A witness threatened with indictment over allegations of lying to investigators in special counsel Robert Mueller’s probe failed on Thursday in his attempt to select the judge to hear a recently filed lawsuit accusing Mueller of illegal tactics.
The witness, Jerome Corsi, an author and conspiracy theorist, appeared in federal court in Washington alongside conservative attorney Larry Klayman to argue that the suit should remain with U.S. District Court Richard Leon, who handed Klayman an attention-grabbing win five years ago in a suit over warrantless surveillance by the National Security Agency.
Klayman used the brief court hearing to contend that Corsi’s complaints alleging illegal surveillance by Mueller rendered the case related to the earlier surveillance litigation in front of Leon. However, the conservative gadfly and Judicial Watch founder seemed equally intent on flattering Leon for his wisdom and fairness.
“I admire you and what you did in the past because you did stand up to the government and hold them accountable,” Klayman said. “You are the judge who understands the issues the best, having dealt with these issues previously.”
Klayman acknowledged that Leon eventually dismissed the earlier surveillance-related cases after Congress passed new legislation altering the landscape for the litigation. “I respect you greatly, nonetheless,” the conservative lawyer told the judge.
Flattery proved insufficient to carry the day, however, as Leon didn’t even take a break before ruling from the bench that the Corsi case did “not even come close” to meeting the standard to link it to the earlier litigation.
“A related case is not whatever a plaintiff wishes,” Leon said, noting that the court’s rules are intended to prevent “judge-shopping” — the practice of trying to ensure that a case is assigned to a judge thought to be favorable.
The George W. Bush appointee said he’d seen some cases in which the issue of deciding whether cases are related or not was difficult. “This has not been one of them,” Leon said.
Government lawyers seemed eager to minimize their role at the hearing, which drew a throng of reporters and a small band of Mueller opponents to Leon’s dimly lit courtroom. None of Mueller’s prosecutors appeared to be on hand.
While Leon offered each side 10 minutes at the lectern and Klayman used the bulk of his time, Justice Department attorney Elizabeth Tulis chose to take only about a minute to summarize the government’s position.
Tulis noted that the court’s rules on directing related cases to the same judge typically require that the earlier cases be pending. Technically, Klayman’s are not because they were dismissed, although two are still on appeal.
“The integrity of the judicial assignment process requires that this case be randomly assigned,” Tulis said, before taking her seat.
Before concluding the hearing, Leon made clear he’d picked up on Klayman’s effusive praise. However, the judge made note of it solely to observe that the attorney was sounding a lot more friendly than he did in a March court filing in the NSA litigation when he accused the judge of being “harvested” by federal intelligence agencies and “co-opted by the deep state.”
At a post-hearing news conference that proved longer than the court session, Klayman and Corsi styled the legal defeat as a triumph, in large part because of the slew of reporters and TV cameras the event drew.
“We’re not down and we’re not out,” Klayman told reporters. “We’ll just simply get another judge.

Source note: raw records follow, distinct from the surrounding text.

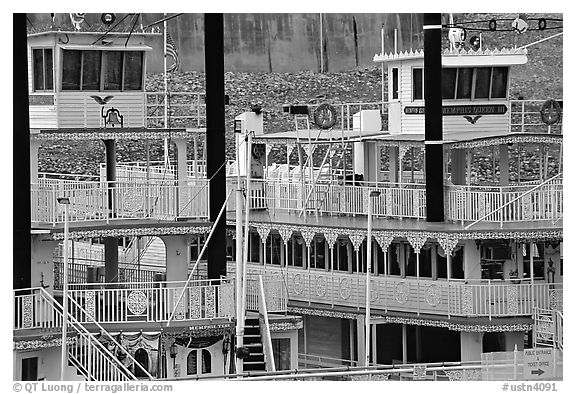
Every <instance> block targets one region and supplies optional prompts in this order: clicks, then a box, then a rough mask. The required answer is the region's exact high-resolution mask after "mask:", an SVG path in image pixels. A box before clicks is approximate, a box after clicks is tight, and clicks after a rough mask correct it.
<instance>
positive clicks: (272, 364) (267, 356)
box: [258, 275, 276, 371]
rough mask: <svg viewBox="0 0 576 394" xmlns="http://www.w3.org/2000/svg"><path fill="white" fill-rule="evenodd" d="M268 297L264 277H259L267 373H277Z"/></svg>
mask: <svg viewBox="0 0 576 394" xmlns="http://www.w3.org/2000/svg"><path fill="white" fill-rule="evenodd" d="M266 304H267V297H266V292H265V287H264V283H263V282H262V275H258V321H259V326H260V335H261V337H262V348H263V353H264V363H265V365H266V371H276V365H275V363H274V350H273V348H272V337H271V335H270V323H269V321H268V308H267V306H266Z"/></svg>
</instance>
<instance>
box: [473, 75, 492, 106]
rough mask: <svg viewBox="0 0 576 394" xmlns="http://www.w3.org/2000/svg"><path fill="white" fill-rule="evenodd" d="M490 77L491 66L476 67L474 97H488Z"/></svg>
mask: <svg viewBox="0 0 576 394" xmlns="http://www.w3.org/2000/svg"><path fill="white" fill-rule="evenodd" d="M491 78H492V68H491V67H479V68H477V69H476V86H475V90H474V98H477V99H487V98H490V80H491Z"/></svg>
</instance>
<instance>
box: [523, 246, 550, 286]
mask: <svg viewBox="0 0 576 394" xmlns="http://www.w3.org/2000/svg"><path fill="white" fill-rule="evenodd" d="M523 250H524V253H523V259H522V260H523V264H524V267H523V268H524V278H530V255H533V257H532V260H533V261H534V278H536V279H544V278H545V269H544V244H543V243H540V242H537V243H533V244H532V247H530V244H529V243H527V244H526V245H525V246H524V248H523Z"/></svg>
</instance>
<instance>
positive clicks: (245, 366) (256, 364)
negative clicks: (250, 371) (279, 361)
mask: <svg viewBox="0 0 576 394" xmlns="http://www.w3.org/2000/svg"><path fill="white" fill-rule="evenodd" d="M243 364H244V366H243V369H244V371H266V365H265V364H264V363H263V362H258V363H247V362H246V361H244V363H243Z"/></svg>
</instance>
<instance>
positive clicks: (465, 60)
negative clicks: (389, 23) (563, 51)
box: [373, 48, 528, 67]
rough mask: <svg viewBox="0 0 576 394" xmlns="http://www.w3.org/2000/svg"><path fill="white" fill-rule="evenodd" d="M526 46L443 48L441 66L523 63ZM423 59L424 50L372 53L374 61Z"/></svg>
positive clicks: (390, 62)
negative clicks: (464, 47) (504, 47)
mask: <svg viewBox="0 0 576 394" xmlns="http://www.w3.org/2000/svg"><path fill="white" fill-rule="evenodd" d="M527 53H528V50H527V49H526V48H501V49H495V48H493V49H489V48H485V49H479V50H477V51H475V50H473V49H468V50H466V49H452V50H451V49H445V50H444V51H442V66H444V67H456V66H487V65H491V66H496V65H515V64H525V63H526V62H527V61H528V58H527V56H526V55H527ZM415 59H424V50H423V49H417V50H416V51H413V50H412V49H410V51H403V52H396V53H384V54H382V53H380V54H378V53H377V54H375V55H374V58H373V60H374V62H376V63H391V62H401V61H405V60H415Z"/></svg>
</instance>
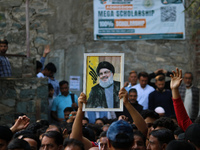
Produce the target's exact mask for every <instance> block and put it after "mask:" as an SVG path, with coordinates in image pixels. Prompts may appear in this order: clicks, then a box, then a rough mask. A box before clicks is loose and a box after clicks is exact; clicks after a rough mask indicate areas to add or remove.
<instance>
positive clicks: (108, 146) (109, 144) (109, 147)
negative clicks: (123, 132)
mask: <svg viewBox="0 0 200 150" xmlns="http://www.w3.org/2000/svg"><path fill="white" fill-rule="evenodd" d="M107 143H108V147H109V148H111V143H110V140H109V139H107Z"/></svg>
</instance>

That’s all. Apparently, he didn’t want the case, because this is a tough case. The government was scared of this judge.”
Corsi appears to have come under scrutiny by investigators because in the summer of 2016 he was in contact with Trump adviser Roger Stone about the possibility of a future release by WikiLeaks of emails that could be damaging to the campaign of Trump’s Democratic opponent, Hillary Clinton. Corsi has said he had no direct knowledge of what emails were about to be published or when, and that his messages to Stone on the subject were simply guesses about the timing.
“I’m being persecuted because I was smart enough to figure it out on my own,” Corsi said.
Klayman said Corsi is currently under threat of indictment because he rebuffed a plea deal under which prosecutors wanted Corsi to admit that he made false statements to investigators in the Russia probe. “He’s a religious man. He could not do that in front of his maker,” Klayman told Leon.
Corsi said that he didn’t know whether or not he would be indicted, and that he hadn’t heard from Mueller’s team since he turned down the plea offer. “I have no idea what’s going to happen at this point. Again, I know I did nothing wrong,” he said.
Asked by a reporter about evidence that Corsi was subjected to surveillance, Klayman and Corsi pointed to the FBI’s questioning Corsi’s stepson recently about a text message from Corsi. They declined to explain why that disclosure would be illegal or why they were confident that Mueller is relying on National Security Agency surveillance.
“This is a case that we cannot lose, regardless of outcome,” Corsi said. “Today, we won the first of many victories . … I will fight this until I die. I will go to prison until I die.”